When it comes to action on climate change, all politics is glocal (meaning both global and local). So can B.C. meet the challenge of addressing both local and global concerns?
Increasingly, leaders are developing policies to meet their local constituents’ needs while facing the global challenges of climate change. Last December, Quebec, Manitoba and Ontario agreed to link their carbon cap-and-trade systems with California.
In March, B.C. and Alberta publicly exchanged perspectives on how B.C.’s clean hydro and Alberta’s fossil fuels, taken together as a mixed energy system, would require inter-provincial electrical-grid integration and improved access to foreign fossil-fuel markets.
Last week, B.C. took glocal in a new direction by signing the Pacific North America Climate Leadership Agreement with California, Oregon, Washington and their major cities. The agreement and the Pacific Coast Leadership Action Plan set an ambitious agenda to develop a regional low-carbon economy, take action on climate-induced change in the ocean, lead national and international climate change policy, guide a transition to green economies and invest in clean technologies.
B.C. is viewed globally as a progressive jurisdiction acting locally by establishing a carbon tax nearly a decade ago, capitalizing on the potential of hydro-electric energy and creating the Climate Action Secretariat to facilitate environmental policy and its implementation.
More will be accomplished at the local level as B.C. grapples with complex issues such as future carbon-tax strategies, siting of hydro and other renewable-energy projects, the greening of the provincial and municipal governments, and investing in clean technologies.

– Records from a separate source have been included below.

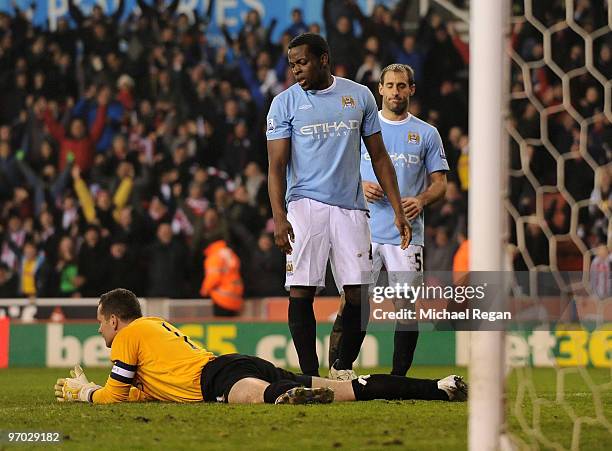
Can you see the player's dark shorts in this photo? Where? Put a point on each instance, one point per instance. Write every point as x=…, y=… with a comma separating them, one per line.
x=219, y=376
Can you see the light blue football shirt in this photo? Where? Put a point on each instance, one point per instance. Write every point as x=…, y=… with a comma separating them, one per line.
x=416, y=150
x=325, y=128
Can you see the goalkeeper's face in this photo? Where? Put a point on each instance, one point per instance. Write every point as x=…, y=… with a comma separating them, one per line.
x=396, y=91
x=108, y=327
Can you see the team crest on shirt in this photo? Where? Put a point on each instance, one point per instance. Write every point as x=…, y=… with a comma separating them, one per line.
x=414, y=138
x=348, y=102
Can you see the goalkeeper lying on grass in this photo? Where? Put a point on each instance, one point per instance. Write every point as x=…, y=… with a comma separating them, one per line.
x=152, y=360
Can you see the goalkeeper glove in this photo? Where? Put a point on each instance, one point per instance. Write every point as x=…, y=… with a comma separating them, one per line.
x=75, y=388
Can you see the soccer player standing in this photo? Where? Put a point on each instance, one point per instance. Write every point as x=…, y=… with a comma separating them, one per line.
x=314, y=131
x=416, y=150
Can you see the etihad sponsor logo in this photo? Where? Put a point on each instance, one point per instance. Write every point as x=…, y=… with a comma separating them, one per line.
x=403, y=159
x=338, y=128
x=348, y=102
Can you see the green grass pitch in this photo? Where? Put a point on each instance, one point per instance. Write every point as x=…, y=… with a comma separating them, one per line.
x=27, y=404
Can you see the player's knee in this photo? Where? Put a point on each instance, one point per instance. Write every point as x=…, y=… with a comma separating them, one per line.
x=353, y=294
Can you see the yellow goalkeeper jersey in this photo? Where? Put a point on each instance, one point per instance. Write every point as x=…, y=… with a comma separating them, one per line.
x=153, y=360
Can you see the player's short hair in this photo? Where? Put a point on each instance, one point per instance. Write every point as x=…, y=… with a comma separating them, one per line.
x=317, y=45
x=121, y=303
x=405, y=68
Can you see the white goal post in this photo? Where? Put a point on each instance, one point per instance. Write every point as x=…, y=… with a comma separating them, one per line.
x=488, y=22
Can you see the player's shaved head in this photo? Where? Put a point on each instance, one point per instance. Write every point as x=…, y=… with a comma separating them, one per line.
x=401, y=68
x=120, y=302
x=317, y=45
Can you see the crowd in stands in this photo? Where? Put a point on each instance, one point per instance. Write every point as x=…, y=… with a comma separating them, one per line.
x=562, y=138
x=128, y=146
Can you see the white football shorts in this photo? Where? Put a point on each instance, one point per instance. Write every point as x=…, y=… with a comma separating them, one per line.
x=402, y=265
x=325, y=232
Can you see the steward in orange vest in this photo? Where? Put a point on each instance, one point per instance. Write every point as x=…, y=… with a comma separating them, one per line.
x=222, y=281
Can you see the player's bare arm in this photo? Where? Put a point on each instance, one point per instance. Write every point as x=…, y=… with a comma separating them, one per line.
x=385, y=173
x=373, y=192
x=413, y=206
x=278, y=156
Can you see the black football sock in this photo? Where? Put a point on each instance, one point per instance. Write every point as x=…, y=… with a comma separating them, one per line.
x=303, y=327
x=387, y=386
x=334, y=340
x=404, y=344
x=352, y=334
x=275, y=389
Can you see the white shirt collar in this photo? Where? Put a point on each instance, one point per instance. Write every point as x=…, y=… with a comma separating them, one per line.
x=388, y=121
x=326, y=90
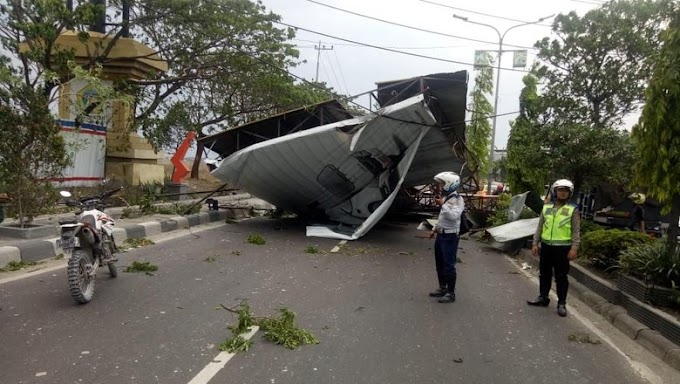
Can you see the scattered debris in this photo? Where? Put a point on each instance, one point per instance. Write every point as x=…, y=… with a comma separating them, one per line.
x=17, y=265
x=312, y=249
x=141, y=266
x=135, y=242
x=256, y=239
x=583, y=338
x=280, y=330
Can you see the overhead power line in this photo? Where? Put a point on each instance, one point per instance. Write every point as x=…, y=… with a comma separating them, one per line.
x=482, y=13
x=412, y=27
x=369, y=45
x=391, y=50
x=392, y=47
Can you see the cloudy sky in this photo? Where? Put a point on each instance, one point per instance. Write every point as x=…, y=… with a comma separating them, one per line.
x=352, y=68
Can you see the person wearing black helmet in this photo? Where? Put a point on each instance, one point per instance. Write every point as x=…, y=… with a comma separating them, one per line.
x=558, y=234
x=447, y=233
x=637, y=217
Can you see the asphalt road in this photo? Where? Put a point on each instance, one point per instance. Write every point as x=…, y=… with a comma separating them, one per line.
x=367, y=304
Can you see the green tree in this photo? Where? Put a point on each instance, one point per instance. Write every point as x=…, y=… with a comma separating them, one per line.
x=657, y=136
x=541, y=150
x=527, y=164
x=591, y=76
x=228, y=62
x=597, y=67
x=478, y=131
x=32, y=151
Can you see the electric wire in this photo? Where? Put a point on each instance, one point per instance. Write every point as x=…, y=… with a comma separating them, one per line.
x=412, y=27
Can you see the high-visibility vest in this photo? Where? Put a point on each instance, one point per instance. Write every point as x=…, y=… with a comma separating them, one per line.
x=557, y=224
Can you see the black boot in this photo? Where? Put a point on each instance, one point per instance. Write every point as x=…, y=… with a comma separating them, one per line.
x=450, y=295
x=562, y=310
x=541, y=301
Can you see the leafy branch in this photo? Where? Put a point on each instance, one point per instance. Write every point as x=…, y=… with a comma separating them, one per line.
x=279, y=330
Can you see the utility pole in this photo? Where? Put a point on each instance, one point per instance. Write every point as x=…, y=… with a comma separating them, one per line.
x=320, y=48
x=500, y=51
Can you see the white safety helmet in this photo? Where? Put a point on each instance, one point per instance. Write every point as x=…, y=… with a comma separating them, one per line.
x=450, y=180
x=638, y=198
x=562, y=183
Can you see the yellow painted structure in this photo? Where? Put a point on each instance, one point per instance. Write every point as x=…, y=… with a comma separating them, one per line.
x=129, y=157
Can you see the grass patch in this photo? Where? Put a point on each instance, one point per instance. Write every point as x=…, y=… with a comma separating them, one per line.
x=312, y=249
x=141, y=266
x=256, y=239
x=17, y=265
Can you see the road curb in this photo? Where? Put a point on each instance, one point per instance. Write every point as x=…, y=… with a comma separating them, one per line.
x=8, y=254
x=43, y=249
x=617, y=315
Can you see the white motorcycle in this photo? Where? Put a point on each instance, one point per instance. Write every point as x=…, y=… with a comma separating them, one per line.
x=88, y=240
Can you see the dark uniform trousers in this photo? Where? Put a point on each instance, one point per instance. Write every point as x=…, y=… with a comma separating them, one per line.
x=554, y=257
x=445, y=254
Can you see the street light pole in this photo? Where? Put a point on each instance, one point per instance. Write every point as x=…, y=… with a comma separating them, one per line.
x=501, y=37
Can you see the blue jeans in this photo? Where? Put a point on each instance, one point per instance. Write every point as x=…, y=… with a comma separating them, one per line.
x=445, y=254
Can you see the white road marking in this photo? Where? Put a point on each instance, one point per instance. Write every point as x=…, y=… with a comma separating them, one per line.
x=337, y=247
x=644, y=371
x=40, y=271
x=210, y=370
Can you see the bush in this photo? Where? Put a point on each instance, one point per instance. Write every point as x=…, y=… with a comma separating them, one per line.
x=603, y=247
x=652, y=263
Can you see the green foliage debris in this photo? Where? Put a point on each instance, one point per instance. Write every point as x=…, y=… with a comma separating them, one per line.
x=256, y=239
x=312, y=249
x=17, y=265
x=279, y=330
x=583, y=338
x=141, y=266
x=136, y=242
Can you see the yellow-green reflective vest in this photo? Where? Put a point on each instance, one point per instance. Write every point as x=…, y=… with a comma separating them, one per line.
x=557, y=224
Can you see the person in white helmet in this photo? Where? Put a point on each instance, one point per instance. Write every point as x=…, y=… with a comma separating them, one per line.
x=558, y=233
x=446, y=231
x=637, y=217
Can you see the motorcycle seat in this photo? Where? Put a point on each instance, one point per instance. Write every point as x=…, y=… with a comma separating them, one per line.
x=65, y=220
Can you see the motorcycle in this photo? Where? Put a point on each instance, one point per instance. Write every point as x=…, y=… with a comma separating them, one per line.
x=88, y=240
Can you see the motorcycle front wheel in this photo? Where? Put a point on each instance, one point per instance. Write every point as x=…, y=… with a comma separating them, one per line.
x=80, y=282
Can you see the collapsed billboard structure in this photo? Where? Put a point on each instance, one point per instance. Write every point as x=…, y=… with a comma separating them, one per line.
x=322, y=162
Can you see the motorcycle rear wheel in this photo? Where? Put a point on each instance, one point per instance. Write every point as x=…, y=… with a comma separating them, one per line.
x=80, y=282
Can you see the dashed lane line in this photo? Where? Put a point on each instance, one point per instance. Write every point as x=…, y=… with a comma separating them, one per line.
x=219, y=362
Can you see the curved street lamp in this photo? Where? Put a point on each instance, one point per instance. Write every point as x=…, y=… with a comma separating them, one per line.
x=501, y=37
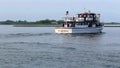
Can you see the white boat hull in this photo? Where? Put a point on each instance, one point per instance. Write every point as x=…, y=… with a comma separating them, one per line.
x=78, y=30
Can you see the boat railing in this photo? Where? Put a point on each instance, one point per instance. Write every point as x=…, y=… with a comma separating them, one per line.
x=68, y=18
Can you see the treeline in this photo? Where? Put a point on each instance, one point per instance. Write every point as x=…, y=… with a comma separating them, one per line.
x=46, y=21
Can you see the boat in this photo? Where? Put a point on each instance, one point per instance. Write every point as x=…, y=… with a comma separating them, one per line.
x=86, y=22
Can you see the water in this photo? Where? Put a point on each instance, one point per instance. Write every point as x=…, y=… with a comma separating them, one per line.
x=40, y=47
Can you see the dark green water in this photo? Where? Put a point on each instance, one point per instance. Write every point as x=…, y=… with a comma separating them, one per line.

Securing B.C.’s sustainability is no easy feat, yet past and current leadership has ensured that the province has a flying start.
But if responses to climate change are going glocal, is B.C. well positioned? We think so, for three reasons.
First, there is an appetite as shown by the Climate Leadership Agreement to identify and act on mutual interests. The coastal states and B.C. have a common geography, regional economy and shared infrastructure. By signing the agreement, B.C. recognizes that climate change will have regionally distinct impacts. A shared vision for a vibrant low-carbon economy and dramatic reduction in greenhouse gas emissions creates a sense of common purpose that transcends borders.
With this reframing, otherwise distinct jurisdictions can communicate, co-ordinate and respond in new and more effective ways. Air currents, migratory species, watersheds and ocean currents do not carry passports.
Second, B.C. has one of the most important renewable resources for tackling climate change — knowledge. B.C.’s universities and colleges are among the best in Canada, and with their private-sector partners create knowledge and capture value in innovative products and services relevant to climate-change mitigation and adaptation. The examples are many and diverse: improved forest products to capture carbon in buildings, new technologies for aquaculture monitoring, novel materials for fuel cells and batteries, nuclear-fusion research, and social innovations that aid in lowering our carbon footprint, such as new approaches to green technology adoption or crowd-sourced bicycling apps.
At the University of Victoria, Ocean Networks Canada’s 108 employees have created one of B.C.’s largest high-tech enterprises that provides real-time monitoring of our coastal and marine environments. Working closely with U.S. partners, local high-tech companies and more than 50 First Nations, ONC is already partially meeting the action plan’s objectives of ocean monitoring and research, and helping communities disproportionately affected by climate change.
Third, through a prescient investment almost a decade ago, B.C. created the Pacific Institute for Climate Solutions. Led by UVic in partnership with the University of British Columbia, Simon Fraser University and University of Northern B.C., PICS sponsors and synthesizes the best available research on climate change with a focus on creating solutions for policy options and associated government actions.
Working with the Climate Action Secretariat, PICS’ primary responsibility is to serve B.C.’s needs for evidence-based climate solutions in areas such as sustainable built environments, energy mix and integration, forest-carbon management, natural-gas development and transportation. The evidence-based solutions generated by PICS also have regional, national and international significance.
With PICS, B.C. is uniquely poised to contribute to the need for regionally relevant climate change and clean-technology policy development, and has the consultation and communication tools to facilitate the coming technological transition that is anticipated in the Climate Leadership Agreement.
Glocal usually refers to policies, initiatives and actions with a subnational focus. The regional focus of the Climate Leadership Agreement and leadership action plan might be glocal-plus, since three states and one province in two nations must converge on common purposes, tap into knowledge, creativity and innovation, and lead the way with a supportive policy environment.
B.C. is already leading the way.
Jamie Cassels is president and vice-chancellor of the University of Victoria. David Castle is vice-president of research.